カイさんは男らしくていつも自信満々で表情をくるくる変えるから、整った顔立ちの割にシン君とはあまり似ていないな……なんて思ってたけれど、こうやって並べてみると案外似てるんだな、と舞衣歌はいまいち状況が掴めていない頭でボーッと考えていた。
「シンは舞衣歌ちゃんと一緒にいたくてがんばったから許してあげて、って親を説得済みだから」
カイさんがウインクをしながら歯を見せて笑う。
「あの、舞衣歌さん、俺、正月の後すぐ、兄さんに大学受かったら兄さんの家に住ませてもらえないかって相談して」
「そうそう。でも俺、ハワイであかりにプロポーズしてOKもらってたから、無理って言ったんだよね。
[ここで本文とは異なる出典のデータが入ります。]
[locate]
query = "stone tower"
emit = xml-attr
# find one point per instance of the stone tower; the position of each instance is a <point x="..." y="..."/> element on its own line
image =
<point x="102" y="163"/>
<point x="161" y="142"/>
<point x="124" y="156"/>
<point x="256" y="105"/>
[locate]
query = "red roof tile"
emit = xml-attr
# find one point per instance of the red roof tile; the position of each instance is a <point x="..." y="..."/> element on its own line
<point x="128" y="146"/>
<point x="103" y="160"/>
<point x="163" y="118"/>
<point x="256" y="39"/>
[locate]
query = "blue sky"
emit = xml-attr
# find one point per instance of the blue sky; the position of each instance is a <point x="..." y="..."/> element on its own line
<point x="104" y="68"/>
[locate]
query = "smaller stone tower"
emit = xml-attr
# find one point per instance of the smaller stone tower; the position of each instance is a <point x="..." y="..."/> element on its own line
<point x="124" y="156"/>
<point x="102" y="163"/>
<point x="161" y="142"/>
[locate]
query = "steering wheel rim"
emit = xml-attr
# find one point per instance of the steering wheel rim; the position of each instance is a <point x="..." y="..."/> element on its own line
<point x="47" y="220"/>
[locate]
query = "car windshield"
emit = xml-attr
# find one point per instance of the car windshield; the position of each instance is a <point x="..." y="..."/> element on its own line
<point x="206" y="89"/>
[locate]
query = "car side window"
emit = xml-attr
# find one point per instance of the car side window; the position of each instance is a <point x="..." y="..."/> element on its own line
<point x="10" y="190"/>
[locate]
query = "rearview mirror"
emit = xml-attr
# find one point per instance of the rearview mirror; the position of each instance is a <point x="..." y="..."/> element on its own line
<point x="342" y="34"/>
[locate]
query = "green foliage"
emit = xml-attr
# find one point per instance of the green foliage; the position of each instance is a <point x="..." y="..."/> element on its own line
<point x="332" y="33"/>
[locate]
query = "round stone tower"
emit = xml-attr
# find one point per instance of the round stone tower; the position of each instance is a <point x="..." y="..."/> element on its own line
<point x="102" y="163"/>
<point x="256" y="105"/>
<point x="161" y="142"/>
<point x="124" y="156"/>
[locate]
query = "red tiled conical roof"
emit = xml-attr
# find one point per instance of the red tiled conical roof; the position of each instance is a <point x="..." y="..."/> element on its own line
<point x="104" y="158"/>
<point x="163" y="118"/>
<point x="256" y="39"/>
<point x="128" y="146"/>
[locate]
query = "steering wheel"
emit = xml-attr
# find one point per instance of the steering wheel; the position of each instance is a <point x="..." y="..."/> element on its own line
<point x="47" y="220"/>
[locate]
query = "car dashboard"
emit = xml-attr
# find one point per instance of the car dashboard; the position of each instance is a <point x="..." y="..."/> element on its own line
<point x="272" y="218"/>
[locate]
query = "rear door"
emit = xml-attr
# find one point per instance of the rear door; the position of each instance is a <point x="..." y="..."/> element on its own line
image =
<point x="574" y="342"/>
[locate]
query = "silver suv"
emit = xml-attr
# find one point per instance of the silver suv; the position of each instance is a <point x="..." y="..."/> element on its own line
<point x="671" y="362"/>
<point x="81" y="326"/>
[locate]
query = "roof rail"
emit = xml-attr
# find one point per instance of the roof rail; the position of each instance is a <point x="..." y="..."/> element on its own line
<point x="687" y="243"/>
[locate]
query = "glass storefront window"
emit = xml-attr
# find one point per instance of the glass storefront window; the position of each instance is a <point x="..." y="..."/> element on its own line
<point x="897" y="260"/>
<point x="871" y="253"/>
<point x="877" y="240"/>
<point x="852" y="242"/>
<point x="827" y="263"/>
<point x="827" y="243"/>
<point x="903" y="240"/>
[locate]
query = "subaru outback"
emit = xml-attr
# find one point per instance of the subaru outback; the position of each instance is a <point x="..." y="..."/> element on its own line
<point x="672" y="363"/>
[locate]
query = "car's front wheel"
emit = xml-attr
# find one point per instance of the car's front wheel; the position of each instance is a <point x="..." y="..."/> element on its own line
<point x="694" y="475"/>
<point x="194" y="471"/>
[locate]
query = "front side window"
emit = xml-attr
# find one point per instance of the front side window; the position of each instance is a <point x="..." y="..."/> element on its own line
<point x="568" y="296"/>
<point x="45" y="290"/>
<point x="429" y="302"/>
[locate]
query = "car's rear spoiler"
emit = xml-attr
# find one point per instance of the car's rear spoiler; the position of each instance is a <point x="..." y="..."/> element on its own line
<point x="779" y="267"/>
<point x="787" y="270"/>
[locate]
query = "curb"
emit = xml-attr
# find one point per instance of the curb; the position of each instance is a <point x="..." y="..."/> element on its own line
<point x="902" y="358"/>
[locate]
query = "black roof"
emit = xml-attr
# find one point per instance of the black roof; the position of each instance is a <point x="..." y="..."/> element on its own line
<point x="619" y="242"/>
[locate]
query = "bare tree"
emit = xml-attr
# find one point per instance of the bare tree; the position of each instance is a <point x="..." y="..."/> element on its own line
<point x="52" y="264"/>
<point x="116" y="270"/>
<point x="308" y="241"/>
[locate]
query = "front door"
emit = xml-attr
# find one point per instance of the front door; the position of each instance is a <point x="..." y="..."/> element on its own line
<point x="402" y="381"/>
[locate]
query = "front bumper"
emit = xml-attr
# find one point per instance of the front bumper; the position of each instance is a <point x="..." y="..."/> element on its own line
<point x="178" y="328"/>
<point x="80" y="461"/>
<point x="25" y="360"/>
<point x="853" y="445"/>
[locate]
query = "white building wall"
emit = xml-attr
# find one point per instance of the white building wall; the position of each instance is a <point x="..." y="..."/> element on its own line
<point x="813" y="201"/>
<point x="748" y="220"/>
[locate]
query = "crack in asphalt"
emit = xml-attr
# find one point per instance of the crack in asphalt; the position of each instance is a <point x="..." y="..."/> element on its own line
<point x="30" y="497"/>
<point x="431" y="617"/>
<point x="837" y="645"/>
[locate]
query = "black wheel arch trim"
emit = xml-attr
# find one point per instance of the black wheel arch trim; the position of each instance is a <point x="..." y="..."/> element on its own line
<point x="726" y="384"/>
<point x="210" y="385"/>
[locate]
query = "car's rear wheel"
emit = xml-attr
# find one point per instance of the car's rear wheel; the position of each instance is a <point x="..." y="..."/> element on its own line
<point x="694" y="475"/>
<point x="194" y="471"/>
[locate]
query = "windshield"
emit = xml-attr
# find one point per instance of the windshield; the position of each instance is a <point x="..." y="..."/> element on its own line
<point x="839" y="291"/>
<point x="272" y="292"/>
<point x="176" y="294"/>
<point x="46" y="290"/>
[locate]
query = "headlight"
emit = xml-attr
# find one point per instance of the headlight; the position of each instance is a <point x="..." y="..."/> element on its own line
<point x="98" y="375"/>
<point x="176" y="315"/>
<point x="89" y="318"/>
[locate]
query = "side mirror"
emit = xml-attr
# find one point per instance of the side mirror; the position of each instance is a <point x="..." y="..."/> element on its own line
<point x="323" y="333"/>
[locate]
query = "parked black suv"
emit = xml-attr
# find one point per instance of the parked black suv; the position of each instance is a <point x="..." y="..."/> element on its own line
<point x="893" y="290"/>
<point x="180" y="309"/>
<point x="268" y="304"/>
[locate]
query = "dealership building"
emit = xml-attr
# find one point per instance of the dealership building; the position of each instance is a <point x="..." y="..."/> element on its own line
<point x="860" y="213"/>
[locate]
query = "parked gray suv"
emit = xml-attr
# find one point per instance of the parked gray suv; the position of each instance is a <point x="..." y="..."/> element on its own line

それで、それなら舞衣歌ちゃんちに住まわせてもらえば? って」
「えっと、初耳なんですけど」
「うん、初めて言うもん」
大の男がもんとか言ってても全然可愛くない、と舞衣歌はカイさんをにらんだ。
「あかりは知ってたの?」
カイさんの隣でニヤニヤ笑っているあかりを舞衣歌はジトッとにらんだ。
「へへ、いちおう。ごめんね、舞衣歌」
「……連絡も無しに放っておいて、シン君のことなんて忘れて彼氏を作ってるかもしれないじゃん」
もしかしたらシン君から連絡があるかも……と何度もスマホを見ては、そのたびに落ち込んでいたことを思い出して舞衣歌は不満を口にした。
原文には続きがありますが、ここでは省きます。